# Preprocess dataset
Remove invalid views, images, etc.

In [1]:
import os
import re
import json
import requests

import numpy as np
import seaborn as sns
import matplotlib.pyplot as plt
from tqdm import tqdm


Bad key "text.kerning_factor" on line 4 in
c:\anaconda\lib\site-packages\matplotlib\mpl-data\stylelib\_classic_test_patch.mplstyle.
You probably need to get an updated matplotlibrc file from
https://github.com/matplotlib/matplotlib/blob/v3.1.3/matplotlibrc.template
or from the matplotlib source distribution


In [2]:
# Load dataset
if not os.path.exists('dataset.json'):
    url = 'https://raw.githubusercontent.com/thilove98/uit-shoesgan/master/dataset/dataset.json'
    res = requests.get(url)
    dataset = json.loads(res.text)
else:
    with open('dataset.json') as f:
        dataset = json.load(f)

## Remove invalid keys

In [3]:
# Get all views
def get_all_views(dataset):
    views = []
    for key, value in dataset.items():
        for k in value['images'].keys():
            if k not in views:
                views.append(k)
    return views

print(get_all_views(dataset))

['PAIR', 'TOPP', 'BOTT', 'LEFT', 'BACK', 'RGHT', 'FRNT', 'MAIN']


In [4]:
# Delete invalid keys

valid_views = ['PAIR', 'TOPP', 'BOTT', 'LEFT', 'BACK', 'RGHT', 'FRNT']

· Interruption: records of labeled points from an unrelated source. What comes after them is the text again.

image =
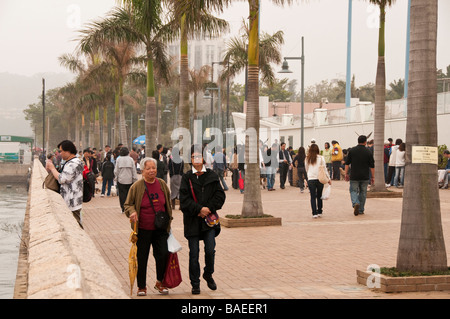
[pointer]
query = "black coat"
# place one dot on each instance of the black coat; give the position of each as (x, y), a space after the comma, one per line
(209, 193)
(107, 170)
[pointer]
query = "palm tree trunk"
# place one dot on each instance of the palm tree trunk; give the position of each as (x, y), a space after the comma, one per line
(77, 132)
(380, 108)
(252, 205)
(91, 129)
(123, 128)
(105, 126)
(421, 244)
(183, 113)
(150, 110)
(97, 127)
(83, 133)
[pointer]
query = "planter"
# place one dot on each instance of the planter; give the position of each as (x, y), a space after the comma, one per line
(250, 222)
(384, 283)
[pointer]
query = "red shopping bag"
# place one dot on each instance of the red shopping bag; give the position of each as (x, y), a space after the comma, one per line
(172, 277)
(241, 182)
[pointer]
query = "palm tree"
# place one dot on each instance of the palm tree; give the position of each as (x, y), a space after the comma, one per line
(421, 245)
(380, 99)
(252, 205)
(270, 52)
(198, 80)
(138, 23)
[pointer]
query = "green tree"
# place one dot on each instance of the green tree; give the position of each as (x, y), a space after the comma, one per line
(193, 18)
(380, 98)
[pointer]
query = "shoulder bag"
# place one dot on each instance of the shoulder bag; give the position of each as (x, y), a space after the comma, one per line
(323, 176)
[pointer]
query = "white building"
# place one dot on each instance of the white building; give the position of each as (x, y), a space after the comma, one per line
(343, 125)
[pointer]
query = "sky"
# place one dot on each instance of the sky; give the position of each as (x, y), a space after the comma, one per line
(34, 33)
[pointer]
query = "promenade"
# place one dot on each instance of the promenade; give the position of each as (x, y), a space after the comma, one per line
(304, 258)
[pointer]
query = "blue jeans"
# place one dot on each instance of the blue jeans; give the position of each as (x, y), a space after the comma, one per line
(315, 191)
(399, 175)
(358, 193)
(109, 181)
(209, 240)
(270, 172)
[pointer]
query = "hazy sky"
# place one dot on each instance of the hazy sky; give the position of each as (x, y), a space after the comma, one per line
(33, 33)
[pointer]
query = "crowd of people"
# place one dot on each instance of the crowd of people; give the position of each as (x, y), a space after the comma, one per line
(201, 189)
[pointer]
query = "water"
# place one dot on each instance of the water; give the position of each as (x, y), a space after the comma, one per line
(13, 202)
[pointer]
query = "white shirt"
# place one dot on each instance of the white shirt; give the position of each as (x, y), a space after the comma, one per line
(195, 171)
(313, 170)
(71, 180)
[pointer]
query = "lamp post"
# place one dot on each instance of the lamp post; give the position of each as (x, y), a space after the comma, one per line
(212, 80)
(208, 95)
(43, 117)
(285, 69)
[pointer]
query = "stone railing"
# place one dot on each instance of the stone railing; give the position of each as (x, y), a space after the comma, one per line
(63, 262)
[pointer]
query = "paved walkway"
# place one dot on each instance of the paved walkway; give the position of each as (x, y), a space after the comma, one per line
(303, 258)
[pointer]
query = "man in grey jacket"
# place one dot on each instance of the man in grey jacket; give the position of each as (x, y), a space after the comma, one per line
(125, 174)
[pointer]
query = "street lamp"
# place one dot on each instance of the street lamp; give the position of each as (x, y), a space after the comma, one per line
(285, 69)
(208, 95)
(212, 80)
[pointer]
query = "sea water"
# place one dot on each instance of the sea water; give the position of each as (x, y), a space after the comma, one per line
(13, 202)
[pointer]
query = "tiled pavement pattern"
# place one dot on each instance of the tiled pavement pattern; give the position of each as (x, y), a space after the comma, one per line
(303, 258)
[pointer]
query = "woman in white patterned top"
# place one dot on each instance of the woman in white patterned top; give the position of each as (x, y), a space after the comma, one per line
(70, 178)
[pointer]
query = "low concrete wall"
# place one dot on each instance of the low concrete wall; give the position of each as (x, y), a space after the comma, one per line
(14, 172)
(63, 261)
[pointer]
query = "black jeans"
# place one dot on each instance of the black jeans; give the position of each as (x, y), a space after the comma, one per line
(302, 175)
(315, 190)
(157, 239)
(284, 168)
(336, 172)
(194, 254)
(123, 193)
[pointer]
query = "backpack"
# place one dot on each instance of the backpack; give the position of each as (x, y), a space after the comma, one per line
(88, 184)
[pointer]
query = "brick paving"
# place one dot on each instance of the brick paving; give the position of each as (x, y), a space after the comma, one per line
(304, 258)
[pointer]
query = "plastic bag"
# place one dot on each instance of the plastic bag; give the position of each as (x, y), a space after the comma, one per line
(326, 193)
(172, 244)
(172, 276)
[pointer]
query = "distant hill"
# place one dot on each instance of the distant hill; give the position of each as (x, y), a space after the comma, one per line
(17, 92)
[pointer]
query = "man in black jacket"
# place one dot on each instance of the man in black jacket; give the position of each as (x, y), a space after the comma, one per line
(200, 194)
(362, 162)
(285, 161)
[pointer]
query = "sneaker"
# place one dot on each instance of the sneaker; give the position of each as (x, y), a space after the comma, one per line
(356, 209)
(142, 292)
(195, 290)
(211, 283)
(160, 288)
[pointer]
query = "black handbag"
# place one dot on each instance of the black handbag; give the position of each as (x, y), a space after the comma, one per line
(162, 218)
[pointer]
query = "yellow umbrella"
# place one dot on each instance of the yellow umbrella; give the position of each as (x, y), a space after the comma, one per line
(132, 259)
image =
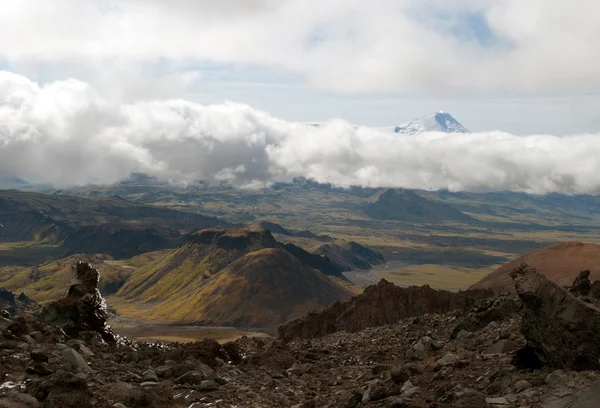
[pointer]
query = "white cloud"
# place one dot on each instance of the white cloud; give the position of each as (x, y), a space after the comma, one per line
(67, 133)
(342, 45)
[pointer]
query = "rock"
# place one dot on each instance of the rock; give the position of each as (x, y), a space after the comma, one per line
(19, 400)
(595, 290)
(446, 360)
(5, 323)
(74, 360)
(149, 375)
(402, 374)
(409, 390)
(165, 372)
(500, 347)
(207, 385)
(582, 284)
(374, 392)
(85, 350)
(39, 356)
(557, 377)
(496, 401)
(83, 308)
(422, 349)
(463, 397)
(562, 331)
(146, 384)
(485, 311)
(61, 390)
(354, 401)
(522, 385)
(365, 310)
(191, 377)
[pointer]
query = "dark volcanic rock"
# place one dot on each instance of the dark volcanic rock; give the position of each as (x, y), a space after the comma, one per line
(560, 329)
(384, 303)
(84, 308)
(488, 310)
(582, 284)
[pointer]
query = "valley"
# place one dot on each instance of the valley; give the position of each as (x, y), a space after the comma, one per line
(166, 284)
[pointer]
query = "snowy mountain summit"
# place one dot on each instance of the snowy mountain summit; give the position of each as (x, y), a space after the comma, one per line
(436, 122)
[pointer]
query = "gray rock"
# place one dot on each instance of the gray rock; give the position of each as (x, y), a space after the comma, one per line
(401, 374)
(192, 377)
(446, 360)
(149, 375)
(557, 377)
(409, 390)
(165, 372)
(74, 360)
(5, 323)
(208, 385)
(522, 385)
(422, 349)
(560, 329)
(149, 384)
(498, 401)
(500, 347)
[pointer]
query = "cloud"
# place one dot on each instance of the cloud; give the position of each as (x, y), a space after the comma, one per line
(66, 133)
(437, 46)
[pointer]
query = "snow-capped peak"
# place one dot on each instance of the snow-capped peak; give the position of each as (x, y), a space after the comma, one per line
(436, 122)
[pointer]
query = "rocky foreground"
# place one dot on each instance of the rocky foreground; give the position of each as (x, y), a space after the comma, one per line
(537, 349)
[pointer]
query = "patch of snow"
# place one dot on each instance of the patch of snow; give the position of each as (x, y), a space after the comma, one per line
(436, 122)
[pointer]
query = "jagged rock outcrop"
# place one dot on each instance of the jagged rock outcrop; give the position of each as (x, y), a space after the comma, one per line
(384, 303)
(83, 308)
(14, 304)
(582, 284)
(562, 330)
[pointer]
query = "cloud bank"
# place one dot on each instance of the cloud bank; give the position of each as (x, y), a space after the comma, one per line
(66, 133)
(465, 46)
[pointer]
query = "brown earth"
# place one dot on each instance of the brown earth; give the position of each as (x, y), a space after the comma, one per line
(560, 263)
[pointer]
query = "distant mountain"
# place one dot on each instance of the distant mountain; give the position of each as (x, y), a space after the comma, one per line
(273, 227)
(561, 263)
(436, 122)
(113, 226)
(351, 255)
(233, 277)
(406, 205)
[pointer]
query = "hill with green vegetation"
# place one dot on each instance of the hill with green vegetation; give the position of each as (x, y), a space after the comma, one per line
(239, 277)
(113, 225)
(406, 205)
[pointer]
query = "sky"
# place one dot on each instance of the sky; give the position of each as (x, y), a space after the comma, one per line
(220, 90)
(518, 66)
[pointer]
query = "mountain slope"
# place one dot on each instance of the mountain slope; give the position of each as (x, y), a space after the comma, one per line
(351, 255)
(261, 289)
(85, 225)
(436, 122)
(406, 205)
(205, 253)
(240, 277)
(560, 263)
(380, 304)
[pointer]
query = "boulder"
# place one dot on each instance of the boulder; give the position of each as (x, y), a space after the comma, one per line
(83, 308)
(402, 374)
(582, 284)
(560, 329)
(500, 347)
(73, 360)
(422, 349)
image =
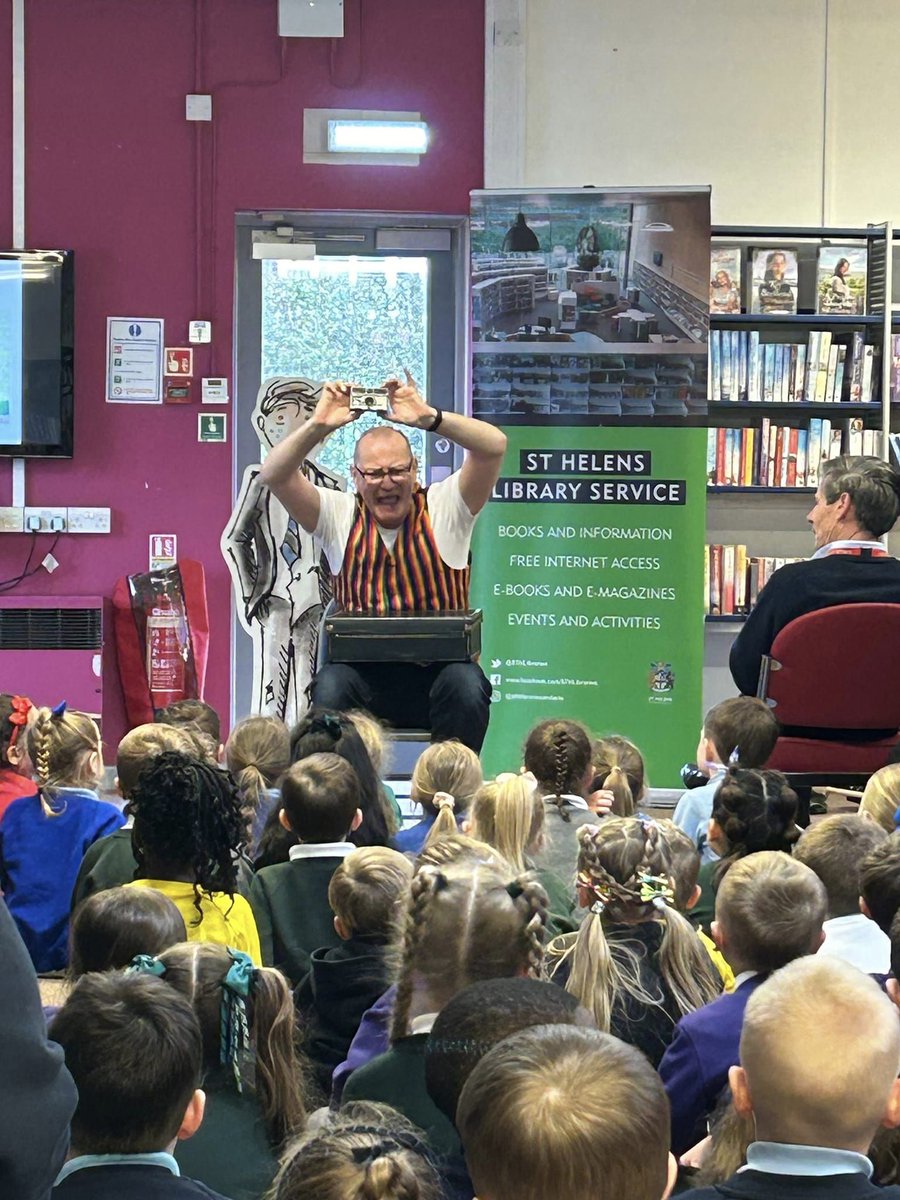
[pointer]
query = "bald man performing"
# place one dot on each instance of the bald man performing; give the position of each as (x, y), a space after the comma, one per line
(395, 547)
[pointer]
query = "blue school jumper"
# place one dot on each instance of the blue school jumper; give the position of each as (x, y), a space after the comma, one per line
(40, 857)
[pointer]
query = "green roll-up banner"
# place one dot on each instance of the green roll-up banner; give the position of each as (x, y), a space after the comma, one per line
(589, 570)
(589, 349)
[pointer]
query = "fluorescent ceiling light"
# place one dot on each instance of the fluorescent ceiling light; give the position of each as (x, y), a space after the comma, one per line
(377, 137)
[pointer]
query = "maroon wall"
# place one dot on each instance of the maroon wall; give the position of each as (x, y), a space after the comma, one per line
(148, 199)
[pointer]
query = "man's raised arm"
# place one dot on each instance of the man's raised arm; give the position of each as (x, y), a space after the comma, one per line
(484, 444)
(281, 471)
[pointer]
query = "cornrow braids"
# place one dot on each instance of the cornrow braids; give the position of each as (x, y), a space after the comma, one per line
(755, 810)
(60, 744)
(187, 819)
(466, 922)
(624, 864)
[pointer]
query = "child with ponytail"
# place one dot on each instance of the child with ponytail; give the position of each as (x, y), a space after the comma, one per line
(466, 921)
(509, 816)
(252, 1077)
(558, 755)
(43, 837)
(635, 963)
(258, 754)
(16, 714)
(445, 778)
(187, 826)
(753, 810)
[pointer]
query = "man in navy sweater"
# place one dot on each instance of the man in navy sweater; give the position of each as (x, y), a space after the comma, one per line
(858, 501)
(815, 1102)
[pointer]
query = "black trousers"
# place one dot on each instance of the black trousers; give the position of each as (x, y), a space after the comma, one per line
(450, 699)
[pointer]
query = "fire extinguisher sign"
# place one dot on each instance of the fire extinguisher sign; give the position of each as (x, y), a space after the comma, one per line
(163, 551)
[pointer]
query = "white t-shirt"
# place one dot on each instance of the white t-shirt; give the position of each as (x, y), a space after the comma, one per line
(450, 520)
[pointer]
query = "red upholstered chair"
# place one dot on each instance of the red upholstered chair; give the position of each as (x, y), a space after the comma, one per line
(835, 669)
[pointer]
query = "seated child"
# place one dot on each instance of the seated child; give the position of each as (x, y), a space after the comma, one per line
(319, 807)
(557, 1111)
(444, 772)
(834, 849)
(618, 772)
(469, 919)
(635, 963)
(43, 837)
(136, 1054)
(881, 797)
(367, 895)
(558, 755)
(768, 911)
(199, 720)
(820, 1054)
(369, 1152)
(187, 825)
(108, 929)
(251, 1071)
(509, 816)
(257, 754)
(685, 871)
(738, 732)
(880, 883)
(753, 810)
(111, 861)
(16, 714)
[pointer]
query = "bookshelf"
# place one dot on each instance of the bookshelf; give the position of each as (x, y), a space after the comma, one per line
(757, 511)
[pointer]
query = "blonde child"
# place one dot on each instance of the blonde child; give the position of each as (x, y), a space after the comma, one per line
(16, 714)
(881, 797)
(509, 816)
(635, 963)
(258, 754)
(187, 825)
(252, 1075)
(43, 837)
(467, 921)
(445, 778)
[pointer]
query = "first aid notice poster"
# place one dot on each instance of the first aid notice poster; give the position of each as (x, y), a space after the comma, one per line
(135, 360)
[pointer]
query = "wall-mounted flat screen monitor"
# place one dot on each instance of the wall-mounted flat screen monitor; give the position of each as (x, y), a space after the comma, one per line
(36, 353)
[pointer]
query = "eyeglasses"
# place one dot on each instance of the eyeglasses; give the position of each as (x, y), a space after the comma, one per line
(381, 473)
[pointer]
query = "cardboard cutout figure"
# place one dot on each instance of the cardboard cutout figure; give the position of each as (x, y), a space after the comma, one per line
(281, 581)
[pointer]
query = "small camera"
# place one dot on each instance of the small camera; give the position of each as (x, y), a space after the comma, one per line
(369, 400)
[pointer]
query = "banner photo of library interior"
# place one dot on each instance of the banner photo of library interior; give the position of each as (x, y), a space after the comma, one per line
(589, 304)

for key, value in dataset.items():
    views = list(value['images'].keys())
    for v in views:
        if v not in valid_views:
            value['images'].pop(v)

print(get_all_views(dataset))

['PAIR', 'TOPP', 'BOTT', 'LEFT', 'BACK', 'RGHT', 'FRNT']


## Change duplicated genders

In [5]:
# Get all genders
def get_all_genders(dataset):
    genders = []
    for key, value in dataset.items():
        if value['info']['gender'] not in genders:
            genders.append(value['info']['gender'])
    return genders

print(get_all_genders(dataset))

['general', 'women', '["Men","Women"]', 'men', '["Women"]', 'womens', '["Womens"]', 'mens', '["Men"]', 'boys', '["Mens"]', 'kids', 'girls', 'unisex', '["Girls"]']


In [6]:
def change_gender(text):
    for c in '"[]"':
        text = text.replace(c, '')
    texts = text.split(',')
    if len(texts) > 1 or text == 'unisex':
        return 'general'
    text = text.replace('s', '').lower()
    return text

for key, value in dataset.items():
    value['info']['gender'] = change_gender(value['info']['gender'])
    
print(get_all_genders(dataset))

['general', 'women', 'men', 'boy', 'kid', 'girl']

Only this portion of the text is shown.